• The fresco depicts Priapus with a large and constantly erect penis
• Rather than representing fertility, it may show the disease phimosis
• This is an inability to retract the foreskin and can be caused by infection
• Phimosis was widespread among men in Pompeii and the ancient Greeks may have thought this depiction could help ward off the disease
By Ellie Zolfagharifard For Dailymail.com
A famous fresco of the god of fertility shows a serious penis disorder, researchers claim.
The 2,000-year-old fresco of Priapus, which was rescued from Pompeii following the eruption of Mount Vesuvius, depicts the fertility god with a large and constantly erect penis.
But a new study argues that this celebrated symbol of male virility actually shows a painful disease that can cause infertility.
Scientists are still unsure why Priapus was depicted in this way, although one suggestion is that the painting was used to help ward off the disease.
'The disproportionate virile member is distinctively characterised by a patent phimosis, more specifically a shut phimosis,' Francesco Maria Galassi from the University of Bologna told Discovery News.
Phimosis is an inability to fully retract the foreskin, and can be caused by an infection, or by scar tissue that formed as a result of injury or inflammation.
Before the introduction of topical drugs, it could only be treated by circumcision or surgery to widen the foreskin.
In Greek mythology, Priapus was a fertility god, protector of livestock, gardens fruit plants, and male genitalia
Galassi says the image of the deity in this instance shows the 'highest grade' of phimosis.
But why would the artist want to portray the god of fertility with such a severe condition?
Phimosis was widespread among the male population in Pompeii, and one theory is that the painter wanted to make a comment on that through his work.
A separate Fresco of Priapus found in Pompeii. This image shows how the god's penis usually appears in art, compared with the 2,000-year-old painting that shows him suffering from phimosis
'It is not unlikely the painter might have desired to report objective evidence of a high prevalence of that anatomic defect in Pompeii, at a time mixing it with fertility attributes traditionally ascribed to Priapus,' Galassi said.
Another theory is that it was used to protect people against suffering from the disease.
Dr Galassi said that in rural Italy, images and sculptures of Priapus may have been shown with a shut phimosis as a way to ward off the condition in the male family members.
Jessica Hughes, a lecturer in classical studies at Open University, told Discovery News that it was 'intriguing' that a condition causing sexual problems had been given to the god of fertility.
'Perhaps we need to see this painting as a comment on the power of the divine body, which didn't suffer from the same biological limitations as the mortal body,' she said.
PRIAPUS: THE GOD OF FERTILITY
In Greek mythology, Priapus was a fertility god, protector of livestock, gardens fruit plants, and male genitalia. He is usually depicted with an oversized, permanent erection.
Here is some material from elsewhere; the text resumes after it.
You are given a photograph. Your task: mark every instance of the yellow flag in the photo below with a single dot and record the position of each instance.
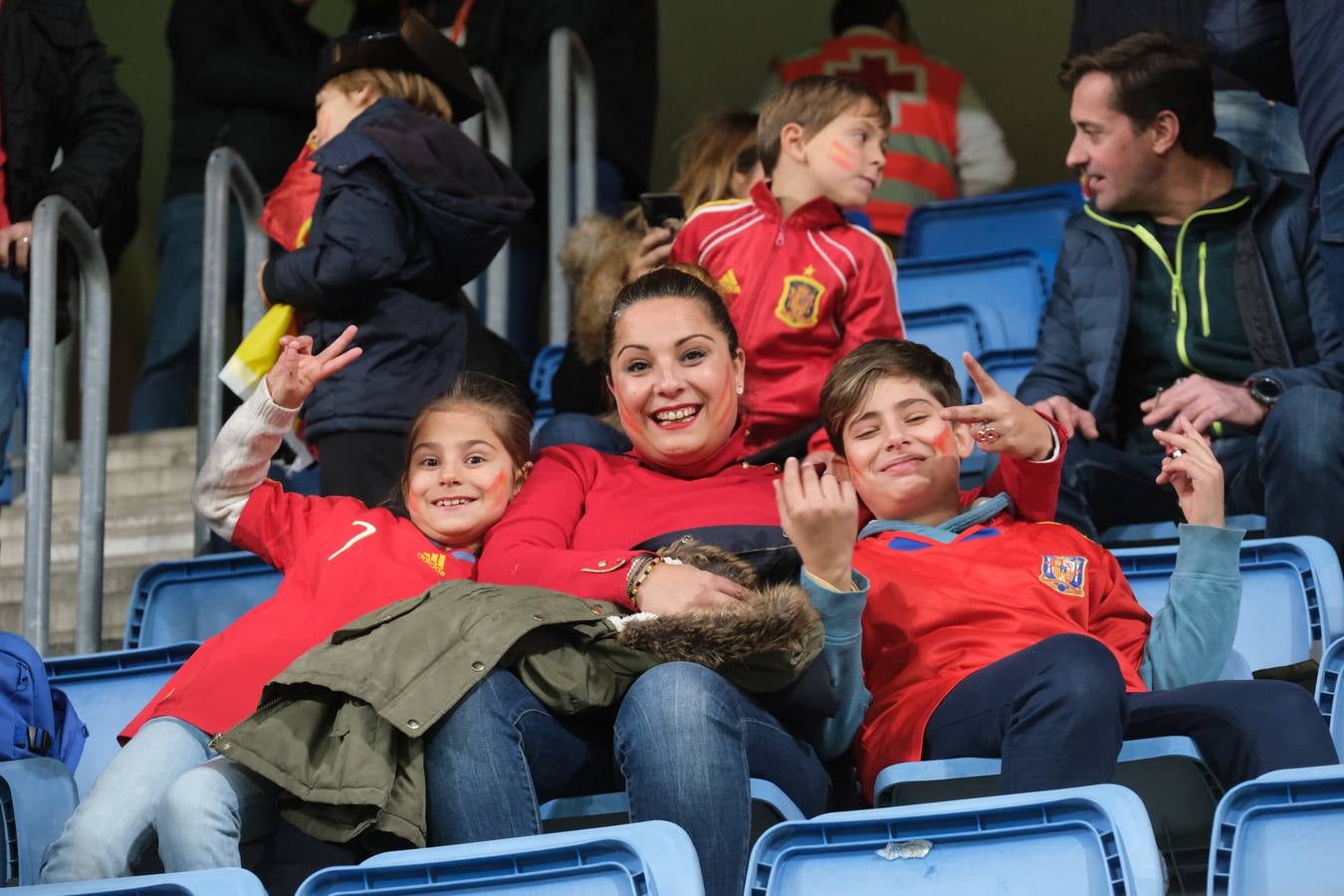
(258, 350)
The size of his penis is so enormous that it has been called 'column', 'twelve-inch pole', 'cypress', 'spear', 'pyramid'.
Primitive statues of the god were traditionally set-up in vegetable plots to promote fertility with the added benefit of acting as a type of 'scarecrow.'
According to legend, Hera cursed him with impotence, ugliness and foul-mindedness while he was still in Aphrodite's womb.
This was in revenge for the hero Paris having the temerity to judge Aphrodite more beautiful than Hera.
The other gods refused to allow him to live on Mount Olympus and threw him down to Earth, leaving him on a hillside. He was eventually found by shepherds and was brought up by them.